Why does using a smaller NN seems like to have a regularization effect?

Thanks

It is the case that using a smaller (simpler) NN architecture and using regularization are two different ways to approach the problem of overfitting (high variance). I am not a theoretician or an expert in any of this, so it’s also possible that the two methods are theoretically equivalent. But it is common in mathematics that things can be theoretically equivalent, but not equivalent in practical terms. Let’s suppose that you have an overfitting problem and want to approach that by using a simpler network. The issue you immediately face is that there are lots of “degrees of freedom” in terms of ways you could approach that: you could decrease the number of neurons in some or all of the hidden layers. You could try fewer hidden layers, but perhaps with a few more neurons in some of them such that the aggregate complexity is lower. But for every choice like that, you then have to retrain your network and compare the results. So it will be a complicated search space and require some thinking about how to explore that space in an organized and efficient way. As an alternative, consider how you could appoach that by using L2 regularization: you only have one “knob” to turn, which is the \lambda value to use. That’s a linear space to search, so you could just pick a few \lambda values across a range from small to large and then fine-tune from there.
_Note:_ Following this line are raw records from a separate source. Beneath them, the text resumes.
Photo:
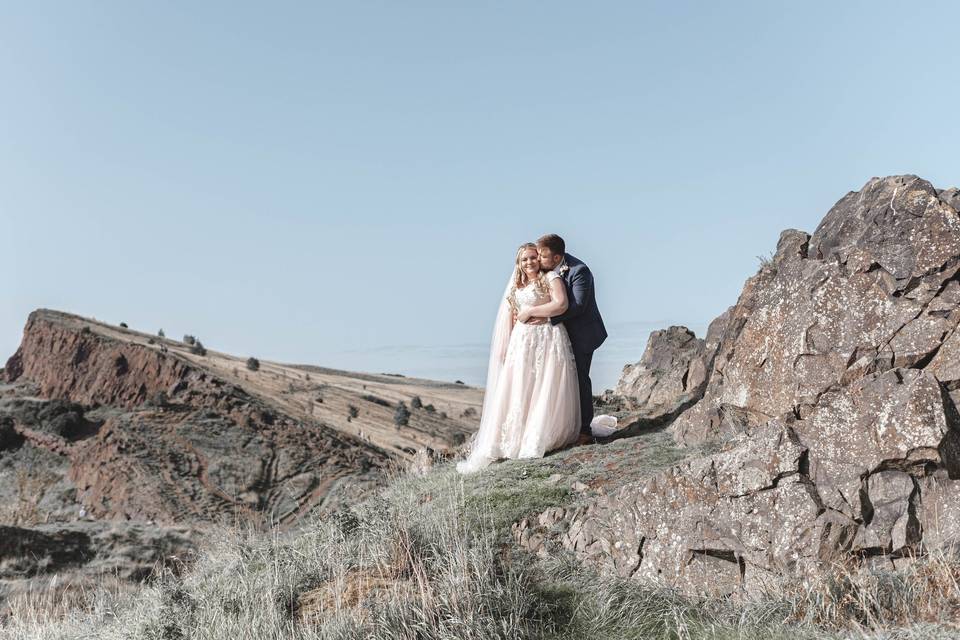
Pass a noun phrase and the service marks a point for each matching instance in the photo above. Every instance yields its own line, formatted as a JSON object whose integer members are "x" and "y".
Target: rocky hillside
{"x": 105, "y": 430}
{"x": 831, "y": 386}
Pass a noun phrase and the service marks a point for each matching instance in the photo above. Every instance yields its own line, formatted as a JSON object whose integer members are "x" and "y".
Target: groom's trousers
{"x": 583, "y": 360}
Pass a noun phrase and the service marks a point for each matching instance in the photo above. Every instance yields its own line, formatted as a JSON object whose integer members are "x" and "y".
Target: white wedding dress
{"x": 532, "y": 402}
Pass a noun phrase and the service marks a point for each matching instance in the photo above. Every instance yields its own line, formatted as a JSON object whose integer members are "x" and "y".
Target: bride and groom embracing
{"x": 538, "y": 395}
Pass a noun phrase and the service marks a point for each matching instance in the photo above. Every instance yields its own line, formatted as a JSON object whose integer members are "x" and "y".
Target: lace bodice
{"x": 531, "y": 295}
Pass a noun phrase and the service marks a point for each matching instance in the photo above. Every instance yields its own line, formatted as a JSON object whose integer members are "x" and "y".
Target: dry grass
{"x": 427, "y": 559}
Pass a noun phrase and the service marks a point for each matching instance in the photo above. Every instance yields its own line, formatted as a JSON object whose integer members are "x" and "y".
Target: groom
{"x": 582, "y": 318}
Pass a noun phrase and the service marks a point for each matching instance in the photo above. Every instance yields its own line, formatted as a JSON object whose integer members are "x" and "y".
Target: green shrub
{"x": 401, "y": 417}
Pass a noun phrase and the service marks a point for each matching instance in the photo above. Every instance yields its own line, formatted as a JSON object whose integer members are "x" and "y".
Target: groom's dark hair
{"x": 553, "y": 242}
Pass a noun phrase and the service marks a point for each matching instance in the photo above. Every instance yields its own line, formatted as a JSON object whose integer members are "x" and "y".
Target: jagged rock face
{"x": 671, "y": 374}
{"x": 780, "y": 500}
{"x": 875, "y": 287}
{"x": 833, "y": 388}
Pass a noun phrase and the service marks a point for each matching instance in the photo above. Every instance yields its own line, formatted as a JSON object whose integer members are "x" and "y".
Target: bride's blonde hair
{"x": 520, "y": 279}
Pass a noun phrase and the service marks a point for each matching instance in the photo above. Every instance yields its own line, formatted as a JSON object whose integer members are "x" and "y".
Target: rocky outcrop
{"x": 874, "y": 288}
{"x": 671, "y": 374}
{"x": 832, "y": 392}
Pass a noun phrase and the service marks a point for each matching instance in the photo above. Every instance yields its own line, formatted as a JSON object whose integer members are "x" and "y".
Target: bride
{"x": 532, "y": 403}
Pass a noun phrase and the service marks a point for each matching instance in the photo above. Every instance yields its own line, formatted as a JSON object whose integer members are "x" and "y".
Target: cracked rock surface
{"x": 832, "y": 386}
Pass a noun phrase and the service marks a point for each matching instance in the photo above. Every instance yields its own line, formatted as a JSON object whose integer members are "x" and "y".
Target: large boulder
{"x": 874, "y": 288}
{"x": 832, "y": 391}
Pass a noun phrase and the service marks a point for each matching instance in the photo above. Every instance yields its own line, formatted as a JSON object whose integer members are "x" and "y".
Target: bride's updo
{"x": 520, "y": 279}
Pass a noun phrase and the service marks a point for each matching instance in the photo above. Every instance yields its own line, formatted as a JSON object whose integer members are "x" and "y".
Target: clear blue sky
{"x": 345, "y": 183}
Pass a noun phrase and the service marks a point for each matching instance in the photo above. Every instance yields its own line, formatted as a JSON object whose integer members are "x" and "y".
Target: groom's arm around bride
{"x": 582, "y": 317}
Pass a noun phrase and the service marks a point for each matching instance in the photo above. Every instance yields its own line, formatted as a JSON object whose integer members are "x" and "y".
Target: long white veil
{"x": 498, "y": 351}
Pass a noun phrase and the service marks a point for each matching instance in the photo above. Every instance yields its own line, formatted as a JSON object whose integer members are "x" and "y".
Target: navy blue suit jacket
{"x": 582, "y": 317}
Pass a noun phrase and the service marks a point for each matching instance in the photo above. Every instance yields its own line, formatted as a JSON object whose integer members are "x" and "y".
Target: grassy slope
{"x": 430, "y": 557}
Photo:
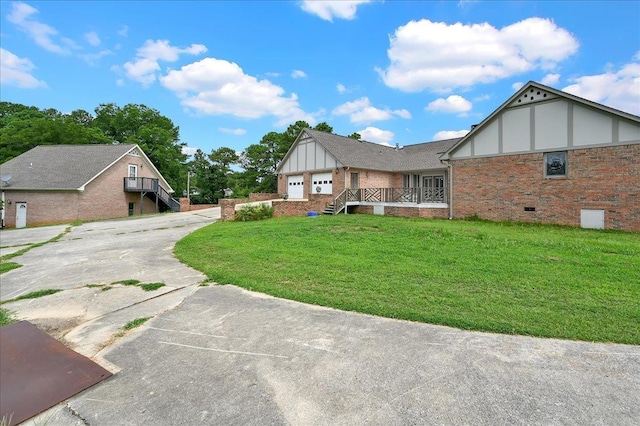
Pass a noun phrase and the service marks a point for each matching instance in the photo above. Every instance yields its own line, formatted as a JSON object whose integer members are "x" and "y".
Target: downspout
{"x": 449, "y": 186}
{"x": 2, "y": 211}
{"x": 450, "y": 166}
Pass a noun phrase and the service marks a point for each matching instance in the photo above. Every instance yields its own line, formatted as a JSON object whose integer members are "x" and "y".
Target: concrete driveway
{"x": 223, "y": 356}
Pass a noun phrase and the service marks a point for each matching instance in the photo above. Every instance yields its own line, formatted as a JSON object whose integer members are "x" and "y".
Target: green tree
{"x": 23, "y": 128}
{"x": 261, "y": 160}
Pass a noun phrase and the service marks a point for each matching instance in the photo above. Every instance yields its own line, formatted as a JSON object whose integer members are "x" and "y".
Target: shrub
{"x": 257, "y": 212}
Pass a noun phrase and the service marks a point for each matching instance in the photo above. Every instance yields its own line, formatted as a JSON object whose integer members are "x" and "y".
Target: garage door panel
{"x": 295, "y": 186}
{"x": 322, "y": 183}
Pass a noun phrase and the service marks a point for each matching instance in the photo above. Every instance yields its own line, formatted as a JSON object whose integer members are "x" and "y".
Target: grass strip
{"x": 151, "y": 286}
{"x": 6, "y": 317}
{"x": 8, "y": 266}
{"x": 32, "y": 295}
{"x": 512, "y": 278}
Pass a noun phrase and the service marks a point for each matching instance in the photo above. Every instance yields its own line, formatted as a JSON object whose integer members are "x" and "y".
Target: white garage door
{"x": 322, "y": 183}
{"x": 295, "y": 186}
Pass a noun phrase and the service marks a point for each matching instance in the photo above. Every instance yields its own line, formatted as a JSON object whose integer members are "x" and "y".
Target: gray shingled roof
{"x": 60, "y": 166}
{"x": 373, "y": 156}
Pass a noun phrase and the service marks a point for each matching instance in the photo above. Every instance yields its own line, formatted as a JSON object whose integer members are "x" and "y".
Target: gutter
{"x": 450, "y": 186}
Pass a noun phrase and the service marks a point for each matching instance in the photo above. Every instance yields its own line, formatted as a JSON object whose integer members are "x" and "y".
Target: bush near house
{"x": 513, "y": 278}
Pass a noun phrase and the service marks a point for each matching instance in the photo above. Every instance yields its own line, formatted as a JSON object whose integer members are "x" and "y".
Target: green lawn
{"x": 508, "y": 278}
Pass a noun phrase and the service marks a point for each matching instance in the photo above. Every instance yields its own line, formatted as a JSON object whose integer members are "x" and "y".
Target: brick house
{"x": 550, "y": 157}
{"x": 64, "y": 183}
{"x": 543, "y": 156}
{"x": 364, "y": 177}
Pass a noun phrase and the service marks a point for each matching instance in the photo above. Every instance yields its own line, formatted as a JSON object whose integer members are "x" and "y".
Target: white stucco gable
{"x": 539, "y": 119}
{"x": 307, "y": 154}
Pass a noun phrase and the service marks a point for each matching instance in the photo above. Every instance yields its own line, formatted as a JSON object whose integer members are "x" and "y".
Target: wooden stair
{"x": 330, "y": 209}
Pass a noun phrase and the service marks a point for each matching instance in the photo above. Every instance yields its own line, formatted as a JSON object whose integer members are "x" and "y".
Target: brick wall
{"x": 228, "y": 206}
{"x": 499, "y": 188}
{"x": 43, "y": 208}
{"x": 103, "y": 198}
{"x": 186, "y": 206}
{"x": 263, "y": 196}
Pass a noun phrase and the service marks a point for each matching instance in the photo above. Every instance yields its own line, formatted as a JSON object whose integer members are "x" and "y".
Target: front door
{"x": 133, "y": 174}
{"x": 433, "y": 188}
{"x": 21, "y": 215}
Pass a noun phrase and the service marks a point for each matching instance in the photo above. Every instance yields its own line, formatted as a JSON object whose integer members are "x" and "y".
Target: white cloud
{"x": 453, "y": 104}
{"x": 215, "y": 86}
{"x": 449, "y": 134}
{"x": 329, "y": 9}
{"x": 187, "y": 150}
{"x": 550, "y": 79}
{"x": 92, "y": 38}
{"x": 481, "y": 98}
{"x": 91, "y": 58}
{"x": 361, "y": 111}
{"x": 462, "y": 55}
{"x": 238, "y": 132}
{"x": 15, "y": 71}
{"x": 373, "y": 134}
{"x": 146, "y": 65}
{"x": 298, "y": 74}
{"x": 42, "y": 34}
{"x": 616, "y": 89}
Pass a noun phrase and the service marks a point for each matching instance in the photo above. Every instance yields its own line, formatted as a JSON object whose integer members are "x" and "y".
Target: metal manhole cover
{"x": 38, "y": 372}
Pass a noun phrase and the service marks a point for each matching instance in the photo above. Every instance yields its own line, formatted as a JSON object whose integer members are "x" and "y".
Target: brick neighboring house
{"x": 543, "y": 156}
{"x": 64, "y": 183}
{"x": 365, "y": 177}
{"x": 550, "y": 157}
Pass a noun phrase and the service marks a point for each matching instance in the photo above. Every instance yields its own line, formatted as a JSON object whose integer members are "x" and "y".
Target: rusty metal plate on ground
{"x": 38, "y": 372}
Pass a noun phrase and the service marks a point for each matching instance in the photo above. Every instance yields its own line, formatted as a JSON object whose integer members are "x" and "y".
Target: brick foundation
{"x": 301, "y": 208}
{"x": 499, "y": 188}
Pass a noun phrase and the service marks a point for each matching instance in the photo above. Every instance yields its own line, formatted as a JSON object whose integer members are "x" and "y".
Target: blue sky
{"x": 228, "y": 72}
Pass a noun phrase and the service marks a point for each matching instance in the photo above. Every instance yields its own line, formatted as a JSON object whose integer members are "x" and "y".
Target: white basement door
{"x": 295, "y": 186}
{"x": 322, "y": 183}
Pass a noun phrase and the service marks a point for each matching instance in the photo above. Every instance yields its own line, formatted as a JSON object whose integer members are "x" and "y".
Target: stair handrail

In other words, you could achieve the same goal by using a smaller NN architecture, but it might be easier to just start with a network that is a bit too complex (overkill) and then dial in just the right amount of regularization.

Please note that I am just a fellow student and do not have any practical experience applying these techniques. So the above is just an idea that I’m suggesting, not something I’ve heard Prof Ng specifically state.

If I’m missing your point, please let me know.